Chapter 28

280 2 0
                                    

AN: I am having MAJOR MAAAJOR DIVERGENT FEELS RN GUYS UGH!!! IT HURTS. Sorry I'm  just having Divergent feels really bad.

Kenzie POV

I stare at my ring and smile. My baby bump is a little bigger now. I'm almost 3 months pregnant which means me and Theo are close go knowing the baby's gender. He still thinks it's a boy but I'm pretty sure it's a girl. Theo wraps his arms around me and I put my hands on his." I love you." Theo says.

" I love you too Theo." Suddenly I have a huge pain in my stomach. I feel light headed. I run to the couch and try to stop the world from spinning." Kenzie?" Theo says patting my back." Whats going on?!" He shouts. I try breathing in and out but I can't. The only thing I can make out to say is." The baby." Then I pass out completely seeing only the darkness around me.

Theo POV
I sit in the hospital room holding Kenzie's hand not daring to let go. The only thing I hear is the heart monitor beeping. The doctor said her body isn't strong enough for a another life source. There's only about a 45 out of 100 percent chance of it living. I don't know how I'm going to tell her when she wakes up. She's going to be completely broken.

Kenzie POV

I wake up in a hospital room with a hand squeezing mine. Theo. I smile at him but it soon fades as I see his tear filled eyes." What happened?" I ask. He sighs." Our baby only has a forty five out of a hundred percent of living. I'm so so sorry baby." I don't believe this at first then it all hits me.
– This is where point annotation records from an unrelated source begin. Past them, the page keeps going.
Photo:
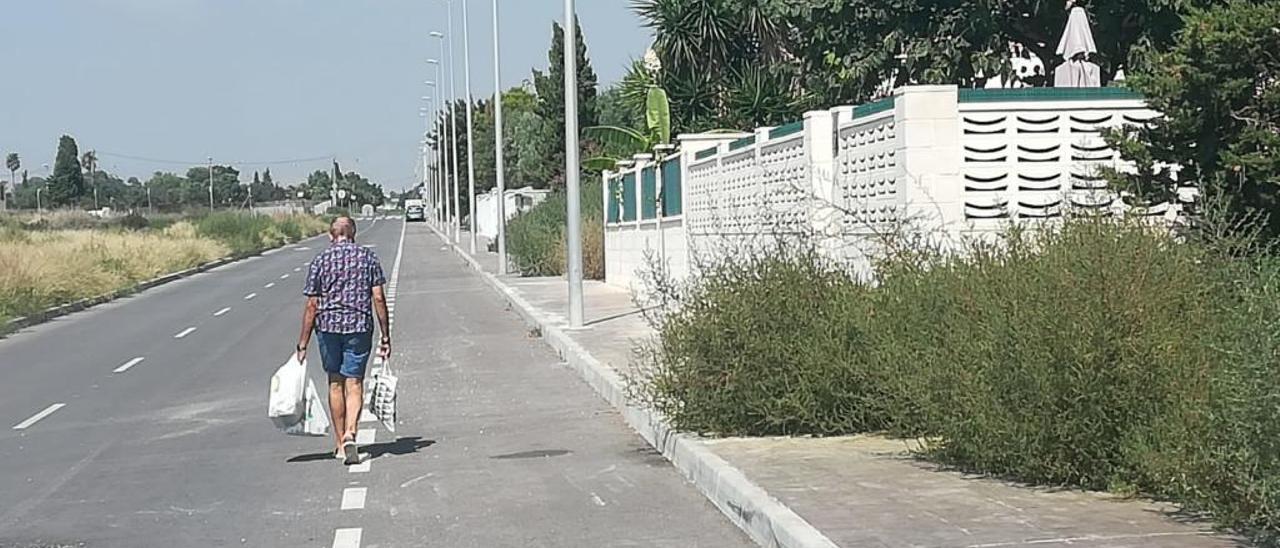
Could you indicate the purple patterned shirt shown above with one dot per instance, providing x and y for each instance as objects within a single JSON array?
[{"x": 343, "y": 278}]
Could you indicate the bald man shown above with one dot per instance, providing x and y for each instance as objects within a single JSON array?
[{"x": 344, "y": 293}]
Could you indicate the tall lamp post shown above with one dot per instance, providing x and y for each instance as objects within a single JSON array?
[
  {"x": 498, "y": 160},
  {"x": 571, "y": 169},
  {"x": 453, "y": 128},
  {"x": 437, "y": 176},
  {"x": 471, "y": 136}
]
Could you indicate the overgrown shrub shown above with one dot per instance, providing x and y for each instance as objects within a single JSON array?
[
  {"x": 246, "y": 233},
  {"x": 135, "y": 222},
  {"x": 1104, "y": 355},
  {"x": 536, "y": 240}
]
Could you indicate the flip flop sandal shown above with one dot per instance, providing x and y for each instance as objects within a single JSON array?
[{"x": 351, "y": 451}]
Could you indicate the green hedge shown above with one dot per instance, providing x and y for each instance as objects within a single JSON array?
[{"x": 1101, "y": 356}]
And that's when the tears start. I feel like screaming until my voice is gone. I feel like I just got stabbed in the gut.

I start breathing heavily. Then I think, 45 percent. That doesn't mean it's dead. And I am not giving up on this baby if 45 is all I have then I am going to make sure this baby lives." Theo. We are not going to give up over this. This baby is our baby. It may only be 45 percent but it's a lot better than 30 percent or a 20. We are going to give this baby all we got." He looks up to me and smiles. He kisses me so soft and passionately just like the first time we kissed.

I hear clapping in the background and I pull away. I see the doctor and some nurses clapping and cheering. Me and Theo giggle." Ms. Egan if you could take these pills every morning, afternoon, and night that would be great and give your baby somewhat of a better chance." My doctor says handing me two pill bottles.

I take them and thank him. Me and Theo walk out together and I see mothers in the waiting room stare at me then roll their eyes. I try to ignore them but I hear them whispering. I grab Theo's hand and squeeze. He gives me a warm smile." We can do this." Theo says. I smile. We can do this.